Life in the minority at the FCC
Federal Communications Commissioner Jessica Rosenworcel is nearly two years into her second stint as a Democratic member of the FCC. Her first five-year term was during the Obama administration before she left the agency briefly when her confirmation for a new term was held up amid Senate bickering. Prior to being confirmed in 2012, Rosenworcel was a policy counsel at the Senate Commerce Committee, first under the late Sen. Daniel Inouye (D-Hawaii) then former Sen. John Rockefeller (D-WV). Prior to that, she got her start as a staffer for the FCC in 1999. Since the Trump administration began and Rosenworcel’s Republican colleague Ajit Pai took over as chairman, many of the achievements of the prior FCC have been rolled back and its authority has been worn away by an ambitious deregulatory agenda.
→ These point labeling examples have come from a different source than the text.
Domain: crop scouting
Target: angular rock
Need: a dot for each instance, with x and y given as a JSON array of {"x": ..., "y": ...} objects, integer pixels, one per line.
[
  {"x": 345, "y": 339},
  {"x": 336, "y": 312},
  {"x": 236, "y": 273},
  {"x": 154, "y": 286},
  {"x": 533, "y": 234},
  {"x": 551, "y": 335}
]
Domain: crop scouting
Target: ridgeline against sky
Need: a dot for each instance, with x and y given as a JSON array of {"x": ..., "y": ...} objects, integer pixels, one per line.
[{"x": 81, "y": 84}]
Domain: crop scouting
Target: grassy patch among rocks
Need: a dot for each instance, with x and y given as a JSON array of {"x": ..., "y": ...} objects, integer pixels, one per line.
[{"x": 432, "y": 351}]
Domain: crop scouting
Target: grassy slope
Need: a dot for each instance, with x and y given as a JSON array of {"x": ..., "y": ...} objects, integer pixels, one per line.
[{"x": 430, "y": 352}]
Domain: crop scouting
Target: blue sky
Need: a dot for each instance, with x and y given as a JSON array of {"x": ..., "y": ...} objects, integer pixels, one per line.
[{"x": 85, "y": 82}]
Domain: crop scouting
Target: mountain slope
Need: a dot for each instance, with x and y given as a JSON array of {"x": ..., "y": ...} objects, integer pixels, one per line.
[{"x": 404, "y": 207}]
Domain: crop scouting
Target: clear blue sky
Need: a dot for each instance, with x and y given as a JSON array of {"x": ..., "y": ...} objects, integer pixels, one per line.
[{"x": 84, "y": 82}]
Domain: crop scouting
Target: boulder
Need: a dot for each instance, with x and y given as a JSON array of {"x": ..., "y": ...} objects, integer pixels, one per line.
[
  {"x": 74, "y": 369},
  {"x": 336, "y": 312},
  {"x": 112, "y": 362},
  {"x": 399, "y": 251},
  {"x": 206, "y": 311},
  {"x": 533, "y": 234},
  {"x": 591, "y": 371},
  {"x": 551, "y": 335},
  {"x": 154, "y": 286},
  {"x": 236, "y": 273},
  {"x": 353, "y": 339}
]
As a member of the minority on the current commission, Commissioner Rosenworcel is limited in the ways she can fight back. Still, she says she thinks it’s important to speak out constantly about where she thinks the agency is falling short. “It’s not easy being in the minority,” said Michael Copps, who served as a Democratic commissioner from 2001 to 2011 and is Rosenworcel’s former boss. “She has shown some inventive and creative ways to get the word out. I think her voice is being heard even though she is in the minority. I think you folks in the media go to her because you know she knows what she’s talking about.”